Saturday, September 29, 2007


I went to a tattoo exhibition a few months ago. This had photos of various Singaporeans showing their tattoos and a brief story about them. The whole exhibit was about the stories behind the tattoos; why they got them, what they meant (if anything). Through the tattoo, you got an insight into their lives.

Several of the people shown had their tattoos done purely for decorative reasons. They liked the designs, or created them themselves. It was art for arts sake. The most moving photo was of an old man showing some blurry blue-black lines on his shoulder. You'd almost miss them if they weren't pointed out.

He grew up during the Japanese occupation of Singapore and his brother tattooed their initials on each other so that their family could identify their bodies should they be killed or mutilated. I was stopped in my tracks by this story - I remembered my grandmother's and aunt's stories about living during the occupation; huddling under the bed in a corner while the soldiers swept under with their bayonets glinting in the dim light, their father making a false wall so they could hide behind when they came looking for women, my aunt losing her only treasured photo of her childhood because the Japanese soldier threw the frame on the ground, broke the glass and urinated over it.
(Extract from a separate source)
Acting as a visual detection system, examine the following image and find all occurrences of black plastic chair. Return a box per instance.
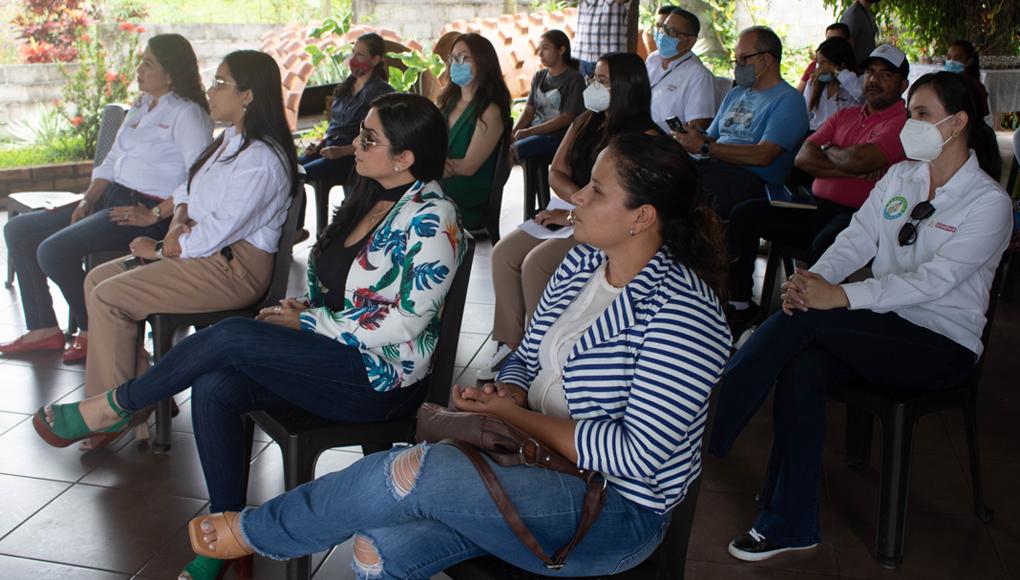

There's a bartender with heavily tattooed arms, full sleeves Japanese-style but with more Chinese motifs. He talks about getting out of prison and his tattoo for enduring/tolerance: the Chinese character made up of a knife above a heart.

A mother tells of recovering from a bad marriage breakup and she sought to express her inner emotional pain through the physical pain of a tattoo. She chose her starsign Libra watching over her son's Leon. A father tells of a raging sun on his deltoid as his light-of-his-life, the son that died in childhood.
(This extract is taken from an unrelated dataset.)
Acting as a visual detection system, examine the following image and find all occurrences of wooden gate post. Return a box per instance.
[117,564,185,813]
A young girl with a whole scene from a storybook on her left arm and shoulder describes the inner world that she escapes to. She's talking to a cat in a fantasy landscape as she prefers animals to people.

Then there is the guy who wanted a bar code tattoo because he thought it was "unique". He wasn't sure what number to get, I guess he didn't want to accidentally set off the supermarket scanners with "Bananas $1.99". So, he chose his girlfriends NRIC (Identity Card) number. She paid for it for their anniversary; how 'romantic'.

I wonder if he'll ever realise the irony in doing what he did in a country like Singapore? It's a militaristic one-party state that fortunately has a reasonably benevolent ruling family in charge. Nevertheless, it's highly monitored and everything is cross-linked to your identification number. I heard that all you need to apply for a mortgage is your NRIC - they can pull up your entire credit history, asset listing, etc. with just that.

My tattoos also tell stories. Most of them complicated and interwoven with previous and past events in my life. There's more detail to what I'm about to describe, but in the interest of keeping things interesting, I'll tell them to you in person.

Here's a brief description anyway. My koi (Japanese carp) is about serenity, peace and quieting the mind. It swims up because it strives to do better. Carp swim up-river to spawn. There is also the Chinese legend of how dragons are born when a carp swims up river and jumps through the Pearl Gate. Perhaps one day my carp (me) will reach the gate and jump through and I will finally be the dragon I could be. In case you don't know, I was born in the year of the dragon and my surname is the character 'dragon'.

The bamboo was suggested by my artist after a visit to a tattoo convention in Sibu. I thought it was cool as I wanted something big and long to show off a bit. This signifies for me growth and flexibility; to be able to bend and flex, adapt to change but keep still keep growing.

To pre-empt questions:
Yes, it hurt. It's like small needles scratching your skin until it bleeds. But he knows when to lift off so you get about 2 seconds to catch your breath before he continues. The pain is proportional to the sensitivity of the skin in that part of the body.

The koi took three 2-hour sessions: outline, shading 1 then shading 2. The bamboo was meant to be completed in one 1-hour session but I fussed with the original drawing and he got tired as it was the end of the day, so it took two 2-hour sessions. There's still a touchup session to finish off the koi's eye and perhaps correct some of the leaf detail.